Helmut Eller e9626484@stud3.tuwien.ac.at writes:
How about this rule: "RPCs should be properly nested"? So a sequence
request A request B reply A reply B
would be illegal. This would be easy to check (with a stack) and is probably a requirement for synchronous RPCs. The downside of this rule is, is that it looks a lot like what we had before :-(
Some comforting observations:
Synchronous RPCs mostly take care of this themselves by blocking Emacs. The only way to make two is if the outer one breaks into a recursive edit, which will probably happen due to needing to be debugged, where it's probably safe to make inner synchronous RPCs.
Synchronous commands always have to be able to cope with abort because of C-g. So if we just abort them when the stack returns out of order, nothing really bad should happen, the command just gets aborted.

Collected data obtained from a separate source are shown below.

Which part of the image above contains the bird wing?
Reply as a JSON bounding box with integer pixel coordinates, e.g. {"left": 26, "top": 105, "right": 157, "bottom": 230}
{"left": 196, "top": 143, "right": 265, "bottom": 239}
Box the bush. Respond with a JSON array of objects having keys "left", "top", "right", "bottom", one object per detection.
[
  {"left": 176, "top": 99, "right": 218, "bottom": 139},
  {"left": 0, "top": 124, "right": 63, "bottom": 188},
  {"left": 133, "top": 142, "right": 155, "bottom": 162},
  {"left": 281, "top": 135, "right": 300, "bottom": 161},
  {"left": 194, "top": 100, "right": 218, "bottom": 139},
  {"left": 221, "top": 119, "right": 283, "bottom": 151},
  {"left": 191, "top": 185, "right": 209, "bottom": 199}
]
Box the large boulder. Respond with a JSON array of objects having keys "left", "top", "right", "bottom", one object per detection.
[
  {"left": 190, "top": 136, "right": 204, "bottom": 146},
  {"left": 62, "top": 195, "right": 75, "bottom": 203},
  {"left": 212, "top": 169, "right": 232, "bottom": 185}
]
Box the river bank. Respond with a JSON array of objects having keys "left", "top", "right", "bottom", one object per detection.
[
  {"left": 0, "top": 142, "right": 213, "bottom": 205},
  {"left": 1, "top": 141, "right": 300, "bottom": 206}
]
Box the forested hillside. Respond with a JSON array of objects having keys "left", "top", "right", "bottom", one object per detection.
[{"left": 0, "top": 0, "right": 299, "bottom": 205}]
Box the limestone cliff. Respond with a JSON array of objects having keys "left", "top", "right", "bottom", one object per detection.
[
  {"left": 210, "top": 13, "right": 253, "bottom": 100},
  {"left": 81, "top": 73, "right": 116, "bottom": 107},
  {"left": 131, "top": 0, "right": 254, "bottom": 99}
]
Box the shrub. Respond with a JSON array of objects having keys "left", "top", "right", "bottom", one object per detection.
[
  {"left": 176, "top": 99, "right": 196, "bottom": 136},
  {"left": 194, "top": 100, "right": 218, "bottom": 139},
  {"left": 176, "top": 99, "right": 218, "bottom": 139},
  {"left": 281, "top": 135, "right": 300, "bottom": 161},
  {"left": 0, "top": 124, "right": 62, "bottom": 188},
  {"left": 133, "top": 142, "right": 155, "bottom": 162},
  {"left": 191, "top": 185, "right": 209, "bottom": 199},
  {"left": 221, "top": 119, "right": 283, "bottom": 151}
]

I'm guessing we can program around the problems pretty easily. But you probably noticed the ol' PowerPoint trick of using a bullet-list for an argument that I can't express convincingly in prose :-)
Allowing "pipelining" multiple requests to Lisp and accepting results out-of-order would open a lot of flexibility for threading. For example with thread-per-request you could do `C-c C-k' and still use M-. and so on while you wait for the compilation. I *totally* missed that idea in my previous multithreading attempts but now I suspect it's the most important bit.
Have you any plans for how to debug in the thread-per-request world?
Some ideas at least. We extend the (:DEBUG ..) message with a THREAD-ID so that we can give threads their own *sldb* buffers. We also extend RPCs from Emacs to include a THREAD-ID so that the *sldb* buffers can talk to the right thread (and so the REPL can always talk to the same thread, and maybe commands in buffers could use T to mean "in a new thread" perhaps).
I think that's actually enough for the machinery, since now the debugger state only exists in Lisp stacks (per thread) and the *sldb* buffer-locals (per thread). We could then build a user interface on top that decides when debug buffers should actually be popped up etc.